What then of genetic influences on disease behaviour? Germline variants of the NOD2/CARD15 gene are reported in up to 50% of European patients,10 and since the initial identification of this gene, many investigators have performed genotype-phenotype analyses. Different populations and ethnic groups have been studied, and various phenotypic classifications have been used in analysis. The current study failed to identify an association between NOD2/CARD15 status and disease behaviour. In fact, these findings contrast with the three largest published studies which have demonstrated that carriage of one or more NOD2 allelic variants may protect against penetrating disease, and predispose towards stricturing disease.10–12 These cited studies and others have also demonstrated an association with ileal involvement; indeed Ahmad and colleagues11 suggest strongly that the primary association is with location of disease rather than behaviour per se. The Vienna classification was not used to classify disease behaviour in these previous studies. Nevertheless, many aspects of the definitions are broadly similar, and many conclusions consistent. Why do the present data appear inconsistent with these other studies? There are clearly a number of possible explanations, including ethnic variation and phenotypic definitions. Further inspection of the authors’ own data is also revealing and may be most pertinent. Only 62% of the study population were genotyped, and the numbers in each group (B1, B2, B3) were relatively small. The authors chose to compare carriage rates in inflammatory (B1) versus stricturing (B2) versus fistulising (B3) disease at five years. Further analysis of the same data, comparing patients with fistulising disease (B3) against those who did not develop fistulising complications (B1+B2) showed a modest protective effect of NOD2/CARD15 carriage (χ2=4.3, p<0.04). NOD2 therefore may be an influential factor in the progression of disease type over time, but may or may not reflect disease phenotype at one time point in diagnosis. To our mind it remains unclear whether the primary association of NOD2 genotype is with disease location or behaviour, or whether these are indeed independent.

The influence of current therapies—immunosuppressants, and especially the novel biological treatments now commonly used in Crohn’s disease—remains largely unknown. A relatively small percentage of patients in the present study received azathioprine, and there is no evidence that any received Infliximab.

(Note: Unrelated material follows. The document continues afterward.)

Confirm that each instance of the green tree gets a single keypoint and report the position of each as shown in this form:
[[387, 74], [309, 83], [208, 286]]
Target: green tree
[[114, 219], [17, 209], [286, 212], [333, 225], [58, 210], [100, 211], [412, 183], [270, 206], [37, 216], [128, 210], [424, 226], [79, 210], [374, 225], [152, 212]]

There is a great need for accurate subclassification of Crohn’s disease, notwithstanding the great difficulties involved. It is clear from the present study and others cited that disease behaviour is dynamic, and needs to be viewed as a continuing progress rather than as a snapshot. There are clearly a number of influences on disease progression, and the present study provides a positive step towards identification of disease factors. The consistency of phenotypic data available may be the greatest challenge to progress in unravelling disease complexities in these studies.